Sequel to the best selling novel Gone, Hunger is an emotional and deep story that deals with the stress of leadership and overall guilt. The first book ended in major suspense and this book has followed its lead. I originally picked up Gone because it seemed very similar to a book I loved called The Young World by Chris Weitz who had come to speak to us bloggers at the Mission Viejo Library/City Hall last year.
Hunger has been a fascinating sequel. It takes the reader away from everyday drama and stress by wrapping them up in this malicious world. This helps the reader to appreciate their own life so much more after they put this book down.

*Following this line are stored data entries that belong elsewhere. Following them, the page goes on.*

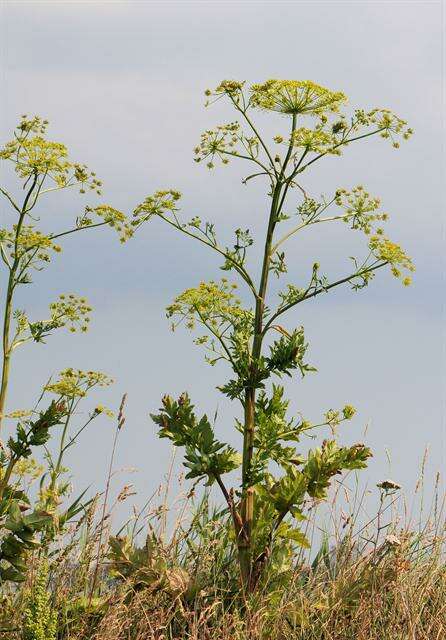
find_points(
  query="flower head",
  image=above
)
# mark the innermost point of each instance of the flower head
(75, 383)
(295, 97)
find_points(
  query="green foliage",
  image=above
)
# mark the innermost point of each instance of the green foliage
(40, 617)
(205, 456)
(42, 167)
(265, 505)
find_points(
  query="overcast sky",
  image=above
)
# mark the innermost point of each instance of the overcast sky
(122, 85)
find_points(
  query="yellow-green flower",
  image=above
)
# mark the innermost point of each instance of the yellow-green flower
(295, 97)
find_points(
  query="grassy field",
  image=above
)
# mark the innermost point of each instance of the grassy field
(171, 574)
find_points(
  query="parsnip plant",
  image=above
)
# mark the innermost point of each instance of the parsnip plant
(266, 508)
(42, 167)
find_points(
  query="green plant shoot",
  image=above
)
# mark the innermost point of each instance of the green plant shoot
(253, 340)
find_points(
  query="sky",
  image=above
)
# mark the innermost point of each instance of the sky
(122, 84)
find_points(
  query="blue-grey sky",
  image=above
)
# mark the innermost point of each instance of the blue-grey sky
(122, 85)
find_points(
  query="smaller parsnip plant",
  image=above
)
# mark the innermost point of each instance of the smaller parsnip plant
(26, 247)
(266, 508)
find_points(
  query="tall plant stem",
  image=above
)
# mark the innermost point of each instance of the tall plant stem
(247, 506)
(8, 302)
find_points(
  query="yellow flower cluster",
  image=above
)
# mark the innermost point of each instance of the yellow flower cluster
(314, 140)
(35, 155)
(392, 254)
(212, 303)
(384, 119)
(75, 383)
(157, 204)
(29, 239)
(70, 311)
(221, 142)
(111, 216)
(101, 409)
(293, 97)
(359, 208)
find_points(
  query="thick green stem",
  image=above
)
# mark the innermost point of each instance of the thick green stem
(247, 511)
(6, 347)
(8, 303)
(247, 506)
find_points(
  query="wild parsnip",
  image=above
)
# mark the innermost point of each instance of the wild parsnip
(266, 508)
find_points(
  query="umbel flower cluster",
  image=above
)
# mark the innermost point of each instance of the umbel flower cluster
(75, 383)
(248, 332)
(299, 99)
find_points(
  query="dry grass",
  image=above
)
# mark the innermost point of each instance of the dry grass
(379, 580)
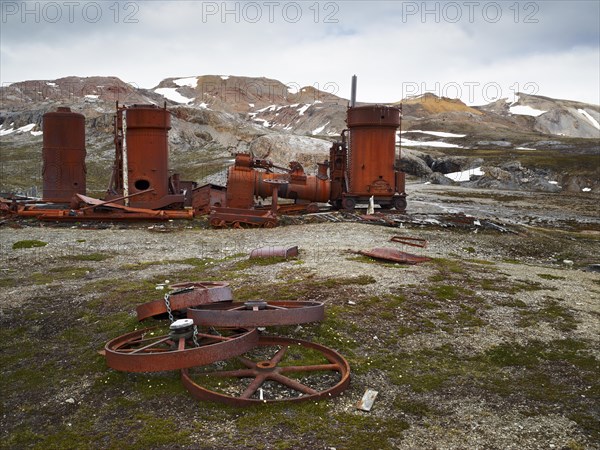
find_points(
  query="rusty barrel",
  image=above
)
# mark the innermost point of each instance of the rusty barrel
(372, 149)
(63, 155)
(147, 151)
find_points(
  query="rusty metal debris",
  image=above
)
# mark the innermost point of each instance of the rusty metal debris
(186, 295)
(273, 374)
(276, 251)
(241, 218)
(147, 351)
(209, 335)
(393, 255)
(257, 313)
(412, 241)
(363, 165)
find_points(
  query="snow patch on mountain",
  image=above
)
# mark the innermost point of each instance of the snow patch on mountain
(435, 133)
(173, 95)
(525, 110)
(465, 175)
(589, 117)
(190, 81)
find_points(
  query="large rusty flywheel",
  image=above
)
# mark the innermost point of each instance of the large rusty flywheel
(276, 370)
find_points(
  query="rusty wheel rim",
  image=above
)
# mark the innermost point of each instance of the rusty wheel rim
(148, 350)
(202, 292)
(257, 314)
(273, 379)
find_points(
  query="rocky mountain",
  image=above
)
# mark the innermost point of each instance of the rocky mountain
(214, 116)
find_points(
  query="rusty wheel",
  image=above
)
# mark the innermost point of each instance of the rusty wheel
(257, 313)
(148, 350)
(187, 295)
(278, 369)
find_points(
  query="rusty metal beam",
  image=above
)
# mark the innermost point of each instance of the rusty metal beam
(257, 314)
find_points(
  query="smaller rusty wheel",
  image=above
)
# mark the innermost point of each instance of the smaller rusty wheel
(277, 370)
(218, 223)
(186, 295)
(148, 350)
(257, 313)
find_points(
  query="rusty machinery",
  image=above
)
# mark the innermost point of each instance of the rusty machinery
(141, 186)
(219, 341)
(63, 154)
(362, 165)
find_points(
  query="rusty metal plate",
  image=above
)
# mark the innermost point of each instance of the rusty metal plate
(393, 255)
(274, 373)
(142, 351)
(276, 251)
(200, 293)
(257, 314)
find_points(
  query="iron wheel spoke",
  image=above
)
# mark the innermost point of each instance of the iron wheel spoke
(279, 355)
(253, 387)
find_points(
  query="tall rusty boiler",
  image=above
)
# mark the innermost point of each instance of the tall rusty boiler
(147, 128)
(63, 154)
(371, 157)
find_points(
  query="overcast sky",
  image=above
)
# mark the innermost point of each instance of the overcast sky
(475, 50)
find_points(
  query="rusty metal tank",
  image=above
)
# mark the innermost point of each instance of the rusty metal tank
(63, 154)
(372, 150)
(147, 152)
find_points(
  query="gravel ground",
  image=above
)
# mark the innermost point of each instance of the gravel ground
(547, 257)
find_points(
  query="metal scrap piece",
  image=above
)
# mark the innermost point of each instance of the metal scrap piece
(276, 251)
(257, 314)
(366, 403)
(407, 240)
(393, 255)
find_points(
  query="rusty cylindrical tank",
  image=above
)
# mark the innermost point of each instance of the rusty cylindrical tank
(147, 152)
(63, 154)
(372, 150)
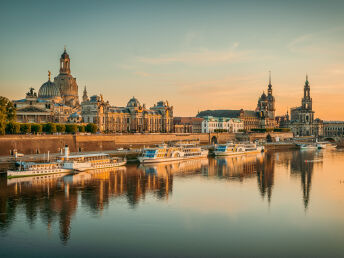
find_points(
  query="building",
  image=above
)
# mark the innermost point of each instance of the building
(302, 122)
(34, 109)
(55, 102)
(221, 124)
(333, 128)
(266, 108)
(134, 118)
(249, 118)
(262, 117)
(66, 83)
(187, 124)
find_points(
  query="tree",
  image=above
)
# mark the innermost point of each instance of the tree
(36, 128)
(81, 128)
(25, 128)
(268, 138)
(7, 113)
(60, 128)
(12, 128)
(91, 128)
(71, 128)
(49, 128)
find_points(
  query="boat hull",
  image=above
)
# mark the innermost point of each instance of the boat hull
(151, 160)
(11, 173)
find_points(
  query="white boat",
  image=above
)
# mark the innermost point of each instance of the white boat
(35, 169)
(321, 145)
(232, 149)
(177, 151)
(89, 161)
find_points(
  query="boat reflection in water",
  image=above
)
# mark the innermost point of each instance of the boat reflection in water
(55, 199)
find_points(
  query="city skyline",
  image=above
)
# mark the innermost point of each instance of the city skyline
(216, 60)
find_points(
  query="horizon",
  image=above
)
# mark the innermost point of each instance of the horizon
(216, 54)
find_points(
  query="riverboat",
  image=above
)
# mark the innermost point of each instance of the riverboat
(35, 169)
(232, 149)
(174, 152)
(89, 161)
(308, 146)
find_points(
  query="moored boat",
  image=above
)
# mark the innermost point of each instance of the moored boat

I would recommend this book to anyone who wants a temporary distraction from their own life as it is riveting, interesting and easy to get stuck in. I enjoyed this book and am already starting the next one in the series, Lies.
-Evan G., 6th grade
Christopher John Francis Boone has some “behavioral issues.” These include social awkwardness, thrashing out when touched, a powerful loathing of the colors yellow and brown, constant irrational behavior, and being very racist toward France. The story starts with Christopher staring out of his bedroom window in the middle of the night when he notices a dog, lying on the ground with a pitchfork sticking out of its side. He decides then and there that he would find out who it was that murdered the dog. This is some of the “irrational behavior” that I mentioned above. On his quest, he is arrested, threatened by a drunk, and finds out devastating family secrets that he was never meant to know.
This book is not for the prim and proper or easily offended and the many twists and turns will lead you to a conclusion that you would never expect. This is not a book I would typically pick up because the title and cover page just shows an upside down poodle. It was given to me as part of the NPR top 100 recommendations list for teens so I took a crack at it and have to say I was pleasantly surprised and it is actually really good. But seriously, the grownups throughout the story cuss, cuss, cuss throughout the entire book which I don’t think has anything to do with taking place in London. It is over the top cussing from these unsavory characters. I am laughing as I write this because of the appalling use of language on every page.